Più che un Pianeta devastato, nelle minute descrizioni di Ballard il Pianeta sembra essere vivo, più vivo che mai, pienamente vivo nonostante l’inquinamento e lo scioglimento dei ghiacciai. Anche se il leitmotiv del libro di Ballard sia incentrato sul fatto che cambiamenti climatici non abbiano solo effetti “naturali” sull’ambiente ma anche, e soprattutto, sulla psicologia umana (e qui non ci si riferisce affatto all’ecoansia, bensì a una regressione della psiche umana a livello di inconscio collettivo che porta i protagonisti ad entrare in simbiosi con una natura preistorica tornata dal passato), mi è anche sembrato evidente, nel ‘sottotesto’ dell’opera, che il Pianeta non ha bisogno di noi per salvarsi.
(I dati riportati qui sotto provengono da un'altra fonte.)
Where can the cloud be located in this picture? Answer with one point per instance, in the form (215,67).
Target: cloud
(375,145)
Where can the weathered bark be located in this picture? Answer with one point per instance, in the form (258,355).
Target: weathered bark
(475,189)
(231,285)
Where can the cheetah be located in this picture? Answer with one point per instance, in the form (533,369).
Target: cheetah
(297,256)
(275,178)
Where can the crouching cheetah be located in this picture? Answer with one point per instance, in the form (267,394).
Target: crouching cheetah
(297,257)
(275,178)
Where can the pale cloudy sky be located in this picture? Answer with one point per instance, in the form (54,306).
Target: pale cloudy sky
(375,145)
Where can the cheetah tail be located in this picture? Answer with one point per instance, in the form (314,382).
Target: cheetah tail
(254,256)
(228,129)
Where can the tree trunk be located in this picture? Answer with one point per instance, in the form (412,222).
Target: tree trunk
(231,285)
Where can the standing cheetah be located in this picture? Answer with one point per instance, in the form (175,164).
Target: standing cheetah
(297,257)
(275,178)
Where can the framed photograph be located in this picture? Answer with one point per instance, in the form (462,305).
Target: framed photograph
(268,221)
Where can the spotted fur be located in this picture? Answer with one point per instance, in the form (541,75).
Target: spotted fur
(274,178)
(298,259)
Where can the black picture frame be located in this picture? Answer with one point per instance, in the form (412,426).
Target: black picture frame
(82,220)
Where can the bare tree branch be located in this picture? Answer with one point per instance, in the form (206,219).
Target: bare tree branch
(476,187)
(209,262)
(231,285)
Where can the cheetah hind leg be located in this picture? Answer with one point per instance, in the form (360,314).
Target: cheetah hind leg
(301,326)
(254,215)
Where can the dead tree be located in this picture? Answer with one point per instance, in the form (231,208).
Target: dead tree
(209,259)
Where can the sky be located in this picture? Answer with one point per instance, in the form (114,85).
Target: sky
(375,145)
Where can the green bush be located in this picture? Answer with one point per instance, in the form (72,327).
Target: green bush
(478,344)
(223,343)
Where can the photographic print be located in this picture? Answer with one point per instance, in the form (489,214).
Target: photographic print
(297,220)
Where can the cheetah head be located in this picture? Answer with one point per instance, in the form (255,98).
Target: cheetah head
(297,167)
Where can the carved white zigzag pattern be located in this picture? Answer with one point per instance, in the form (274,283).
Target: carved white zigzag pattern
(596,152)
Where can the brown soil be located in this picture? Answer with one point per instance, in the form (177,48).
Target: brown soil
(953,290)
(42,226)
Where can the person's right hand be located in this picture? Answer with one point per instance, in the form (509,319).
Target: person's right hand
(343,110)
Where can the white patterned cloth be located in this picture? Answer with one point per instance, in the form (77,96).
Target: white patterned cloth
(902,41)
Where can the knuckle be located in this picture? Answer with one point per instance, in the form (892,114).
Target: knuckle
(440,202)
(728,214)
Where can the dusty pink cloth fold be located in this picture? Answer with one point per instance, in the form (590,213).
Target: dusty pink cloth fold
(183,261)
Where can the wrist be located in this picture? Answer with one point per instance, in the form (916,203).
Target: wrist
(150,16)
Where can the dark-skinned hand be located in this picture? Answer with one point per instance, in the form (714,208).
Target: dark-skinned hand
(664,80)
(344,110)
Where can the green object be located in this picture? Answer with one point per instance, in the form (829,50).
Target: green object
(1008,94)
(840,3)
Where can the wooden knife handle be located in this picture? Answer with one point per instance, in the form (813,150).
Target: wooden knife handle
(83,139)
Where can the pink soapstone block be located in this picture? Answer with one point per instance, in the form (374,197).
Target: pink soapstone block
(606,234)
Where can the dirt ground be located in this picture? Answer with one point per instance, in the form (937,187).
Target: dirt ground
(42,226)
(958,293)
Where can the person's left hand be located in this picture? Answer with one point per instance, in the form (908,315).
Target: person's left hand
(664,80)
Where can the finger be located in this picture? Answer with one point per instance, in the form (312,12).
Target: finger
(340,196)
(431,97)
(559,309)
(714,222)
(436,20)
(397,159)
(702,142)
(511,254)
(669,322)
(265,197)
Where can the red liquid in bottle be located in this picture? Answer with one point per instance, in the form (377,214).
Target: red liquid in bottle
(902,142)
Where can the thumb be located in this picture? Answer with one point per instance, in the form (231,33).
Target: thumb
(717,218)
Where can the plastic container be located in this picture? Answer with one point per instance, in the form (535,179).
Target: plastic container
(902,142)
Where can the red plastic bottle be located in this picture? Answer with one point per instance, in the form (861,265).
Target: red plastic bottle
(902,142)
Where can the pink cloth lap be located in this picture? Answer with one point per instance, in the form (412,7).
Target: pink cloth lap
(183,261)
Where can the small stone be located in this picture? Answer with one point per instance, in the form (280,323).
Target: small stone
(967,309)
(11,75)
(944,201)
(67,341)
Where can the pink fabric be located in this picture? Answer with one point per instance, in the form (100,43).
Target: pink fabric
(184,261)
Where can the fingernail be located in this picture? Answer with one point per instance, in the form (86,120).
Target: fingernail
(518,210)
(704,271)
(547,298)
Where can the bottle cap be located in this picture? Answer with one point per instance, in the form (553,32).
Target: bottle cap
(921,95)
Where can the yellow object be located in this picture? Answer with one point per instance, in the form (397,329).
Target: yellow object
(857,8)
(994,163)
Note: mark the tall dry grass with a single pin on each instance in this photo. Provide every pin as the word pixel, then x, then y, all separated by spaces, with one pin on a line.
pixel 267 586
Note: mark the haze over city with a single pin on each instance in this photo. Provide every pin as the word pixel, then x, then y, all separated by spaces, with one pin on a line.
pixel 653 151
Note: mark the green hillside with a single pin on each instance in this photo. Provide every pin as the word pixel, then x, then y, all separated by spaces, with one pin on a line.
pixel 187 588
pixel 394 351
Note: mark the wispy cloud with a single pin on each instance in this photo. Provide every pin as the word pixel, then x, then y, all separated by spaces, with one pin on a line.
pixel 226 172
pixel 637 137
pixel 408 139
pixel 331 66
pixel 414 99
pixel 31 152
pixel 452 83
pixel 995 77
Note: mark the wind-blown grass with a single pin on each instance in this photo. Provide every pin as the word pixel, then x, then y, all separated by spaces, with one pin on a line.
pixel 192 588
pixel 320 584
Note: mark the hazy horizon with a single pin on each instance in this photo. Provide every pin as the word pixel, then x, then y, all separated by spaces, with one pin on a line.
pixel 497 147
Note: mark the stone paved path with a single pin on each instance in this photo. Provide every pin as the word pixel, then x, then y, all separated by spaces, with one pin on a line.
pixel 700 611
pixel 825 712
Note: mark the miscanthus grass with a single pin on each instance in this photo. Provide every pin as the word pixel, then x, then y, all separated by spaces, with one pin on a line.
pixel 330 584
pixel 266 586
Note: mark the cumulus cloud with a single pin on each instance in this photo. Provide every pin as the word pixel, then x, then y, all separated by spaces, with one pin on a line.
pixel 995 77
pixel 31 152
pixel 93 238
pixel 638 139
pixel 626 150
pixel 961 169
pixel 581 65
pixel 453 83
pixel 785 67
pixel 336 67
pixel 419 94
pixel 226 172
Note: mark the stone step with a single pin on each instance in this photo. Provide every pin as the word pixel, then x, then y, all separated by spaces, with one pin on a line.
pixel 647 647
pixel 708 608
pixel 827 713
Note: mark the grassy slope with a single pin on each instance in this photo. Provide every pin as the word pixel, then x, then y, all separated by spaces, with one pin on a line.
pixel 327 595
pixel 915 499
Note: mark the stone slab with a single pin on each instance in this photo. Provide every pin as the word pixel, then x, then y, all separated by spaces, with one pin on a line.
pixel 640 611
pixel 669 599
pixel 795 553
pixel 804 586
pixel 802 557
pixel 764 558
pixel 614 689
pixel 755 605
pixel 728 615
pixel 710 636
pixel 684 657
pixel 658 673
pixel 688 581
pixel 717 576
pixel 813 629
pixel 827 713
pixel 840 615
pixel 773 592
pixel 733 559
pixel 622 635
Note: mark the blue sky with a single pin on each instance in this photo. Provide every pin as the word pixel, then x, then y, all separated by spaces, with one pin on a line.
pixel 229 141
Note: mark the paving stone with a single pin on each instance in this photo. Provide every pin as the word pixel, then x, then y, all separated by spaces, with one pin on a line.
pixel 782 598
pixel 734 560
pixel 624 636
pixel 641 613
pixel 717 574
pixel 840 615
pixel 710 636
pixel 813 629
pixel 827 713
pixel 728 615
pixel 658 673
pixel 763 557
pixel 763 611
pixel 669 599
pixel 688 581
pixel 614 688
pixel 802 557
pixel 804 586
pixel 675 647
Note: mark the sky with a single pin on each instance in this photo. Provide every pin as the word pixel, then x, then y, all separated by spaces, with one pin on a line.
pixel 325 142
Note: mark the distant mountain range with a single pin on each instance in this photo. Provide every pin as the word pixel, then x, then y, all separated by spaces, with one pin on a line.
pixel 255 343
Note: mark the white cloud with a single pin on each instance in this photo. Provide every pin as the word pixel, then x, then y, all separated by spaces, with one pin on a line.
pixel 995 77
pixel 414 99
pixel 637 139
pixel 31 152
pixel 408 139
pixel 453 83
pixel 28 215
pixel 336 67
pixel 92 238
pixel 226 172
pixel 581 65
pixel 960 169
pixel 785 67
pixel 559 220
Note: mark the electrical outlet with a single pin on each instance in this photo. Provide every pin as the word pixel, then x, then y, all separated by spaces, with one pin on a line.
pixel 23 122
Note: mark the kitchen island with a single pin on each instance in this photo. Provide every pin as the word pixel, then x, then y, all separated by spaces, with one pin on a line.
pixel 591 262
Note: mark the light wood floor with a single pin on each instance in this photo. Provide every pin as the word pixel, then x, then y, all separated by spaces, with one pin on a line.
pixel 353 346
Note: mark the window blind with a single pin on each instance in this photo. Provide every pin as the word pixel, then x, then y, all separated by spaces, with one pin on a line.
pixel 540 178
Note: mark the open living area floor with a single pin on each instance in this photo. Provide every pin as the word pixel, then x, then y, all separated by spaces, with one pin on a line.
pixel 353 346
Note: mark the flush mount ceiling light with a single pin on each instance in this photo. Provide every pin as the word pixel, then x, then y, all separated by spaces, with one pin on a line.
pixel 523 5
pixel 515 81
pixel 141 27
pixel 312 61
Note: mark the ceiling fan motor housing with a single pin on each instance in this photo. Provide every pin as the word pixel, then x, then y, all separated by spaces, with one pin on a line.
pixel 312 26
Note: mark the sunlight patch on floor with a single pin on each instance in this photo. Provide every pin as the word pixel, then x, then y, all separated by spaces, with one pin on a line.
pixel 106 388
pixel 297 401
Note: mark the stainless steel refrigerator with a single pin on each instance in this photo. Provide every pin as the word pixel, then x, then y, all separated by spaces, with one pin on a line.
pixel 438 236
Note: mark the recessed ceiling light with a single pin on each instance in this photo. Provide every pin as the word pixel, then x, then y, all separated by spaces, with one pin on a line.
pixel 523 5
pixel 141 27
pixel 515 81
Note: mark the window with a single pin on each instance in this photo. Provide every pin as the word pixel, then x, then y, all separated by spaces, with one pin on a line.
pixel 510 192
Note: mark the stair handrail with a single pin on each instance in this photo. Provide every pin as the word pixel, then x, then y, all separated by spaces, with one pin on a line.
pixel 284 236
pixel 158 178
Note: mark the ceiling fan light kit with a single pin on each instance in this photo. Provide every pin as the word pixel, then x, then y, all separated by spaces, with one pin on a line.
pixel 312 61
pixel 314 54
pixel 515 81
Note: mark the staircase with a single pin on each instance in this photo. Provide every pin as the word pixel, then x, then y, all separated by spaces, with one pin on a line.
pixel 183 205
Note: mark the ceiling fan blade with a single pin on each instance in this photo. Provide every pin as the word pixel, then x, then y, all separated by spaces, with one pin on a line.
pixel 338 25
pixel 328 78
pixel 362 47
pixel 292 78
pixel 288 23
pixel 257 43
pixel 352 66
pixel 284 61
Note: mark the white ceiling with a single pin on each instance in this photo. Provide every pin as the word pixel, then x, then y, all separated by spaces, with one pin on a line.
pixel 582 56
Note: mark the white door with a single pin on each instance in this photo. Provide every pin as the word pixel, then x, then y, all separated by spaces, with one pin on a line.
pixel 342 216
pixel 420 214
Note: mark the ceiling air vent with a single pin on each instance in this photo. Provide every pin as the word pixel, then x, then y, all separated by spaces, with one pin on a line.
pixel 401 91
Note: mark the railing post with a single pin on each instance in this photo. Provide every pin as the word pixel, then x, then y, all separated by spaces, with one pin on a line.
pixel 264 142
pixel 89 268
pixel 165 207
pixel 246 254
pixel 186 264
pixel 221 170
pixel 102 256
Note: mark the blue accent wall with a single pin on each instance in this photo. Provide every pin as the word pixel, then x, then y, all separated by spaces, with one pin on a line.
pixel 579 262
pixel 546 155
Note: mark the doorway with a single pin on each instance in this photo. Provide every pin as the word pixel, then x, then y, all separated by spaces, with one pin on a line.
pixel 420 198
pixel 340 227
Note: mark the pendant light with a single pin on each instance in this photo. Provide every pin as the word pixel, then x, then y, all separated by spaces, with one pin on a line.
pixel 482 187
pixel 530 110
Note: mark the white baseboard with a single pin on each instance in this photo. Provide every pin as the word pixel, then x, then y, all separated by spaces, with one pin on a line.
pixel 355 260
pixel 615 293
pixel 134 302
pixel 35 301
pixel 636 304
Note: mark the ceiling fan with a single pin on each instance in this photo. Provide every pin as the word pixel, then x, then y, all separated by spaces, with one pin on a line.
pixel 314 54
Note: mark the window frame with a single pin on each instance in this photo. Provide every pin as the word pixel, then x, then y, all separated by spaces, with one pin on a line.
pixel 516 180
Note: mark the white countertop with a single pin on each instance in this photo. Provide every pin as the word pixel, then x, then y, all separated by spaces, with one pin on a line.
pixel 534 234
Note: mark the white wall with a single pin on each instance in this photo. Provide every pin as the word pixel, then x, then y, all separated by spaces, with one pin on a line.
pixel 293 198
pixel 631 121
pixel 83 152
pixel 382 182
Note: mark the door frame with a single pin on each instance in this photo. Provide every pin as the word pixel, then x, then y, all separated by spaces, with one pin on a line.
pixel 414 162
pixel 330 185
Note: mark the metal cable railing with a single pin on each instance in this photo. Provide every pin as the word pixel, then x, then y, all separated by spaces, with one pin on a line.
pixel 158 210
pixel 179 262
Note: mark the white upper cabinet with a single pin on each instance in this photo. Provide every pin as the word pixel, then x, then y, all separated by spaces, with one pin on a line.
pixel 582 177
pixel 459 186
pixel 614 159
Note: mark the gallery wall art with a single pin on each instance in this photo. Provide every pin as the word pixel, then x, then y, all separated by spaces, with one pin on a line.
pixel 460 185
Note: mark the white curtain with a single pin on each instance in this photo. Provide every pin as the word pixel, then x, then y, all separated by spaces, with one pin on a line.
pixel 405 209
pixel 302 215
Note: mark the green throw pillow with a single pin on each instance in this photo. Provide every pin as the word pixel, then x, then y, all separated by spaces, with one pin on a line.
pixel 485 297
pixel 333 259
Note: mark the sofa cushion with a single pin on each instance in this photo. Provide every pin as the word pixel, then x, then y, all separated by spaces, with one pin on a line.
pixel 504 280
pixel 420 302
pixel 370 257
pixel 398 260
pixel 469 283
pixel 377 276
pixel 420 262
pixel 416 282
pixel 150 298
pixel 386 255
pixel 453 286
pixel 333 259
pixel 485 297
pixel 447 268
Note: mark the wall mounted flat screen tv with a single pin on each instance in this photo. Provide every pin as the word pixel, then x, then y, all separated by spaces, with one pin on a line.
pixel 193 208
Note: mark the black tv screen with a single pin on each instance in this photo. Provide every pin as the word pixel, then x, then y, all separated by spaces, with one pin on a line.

Il Pianeta andrà avanti, in qualsiasi condizione (certo, non è detto che sia proprio il ballardiano mondo lagunar-tropicale). Noi, invece, ci estingueremo molto banalmente, senza che nessun’altra specie si ricordi di noi, senza nemmeno la consolazione di un’epica apocalissi (come i dinosauri).

Amaro dessert:

la democrazia non ci salverà.

Se le cose stanno davvero come l’ambientalismo progressista sostiene, allora bisognerà ammettere che il sistema democratico va abbandonato. Gli ambientalisti di tutto il mondo dovrebbe dirlo apertamente piuttosto che allarmare e basta. Se gli interventi sono così urgenti, se la questione viene affrontata con questi accenti esistenziali, la verità è che la democrazia liberale occidentale ci condannerà all’estinzione in meno di duecento anni. Sul fascino delle elezioni democratiche attuali la vedo come Land1 («Dal momento che vincere alle elezioni è innanzitutto una questione di compravendita di voti ‒ e tenendo bene a mente che gli organi di informazione (il sistema educativo e i media) non sono di certo più impervi alla corruzione dell’elettorato stesso ‒ se ne potrebbe concludere che un politico modesto non sia nient’altro che un politico incompetente») e Fisher2 («c’è stato un tempo in cui le elezioni almeno sembravano significare qualcosa…c’è ancora qualcuno che ama illudersi che un’amministrazione conservatrice sarebbe molto peggio del New Labour»). La democrazia non è adatta a risolvere tempestivamente problemi di natura strutturale e quando i governi occidentali hanno percepito una minaccia che sembrava esistenziale – la pandemia da Covid – la scelta è stata la via cinese al lockdown e decine di poliziotti che inseguono un runner su una spiaggia deserta. Non si può pensare di «salvare il pianeta» se non con misure illiberali, tempestive, totali, piani quinquennali dannosi per l’economia capitalista e che sospendono le attuali ‘libertà’ garantite.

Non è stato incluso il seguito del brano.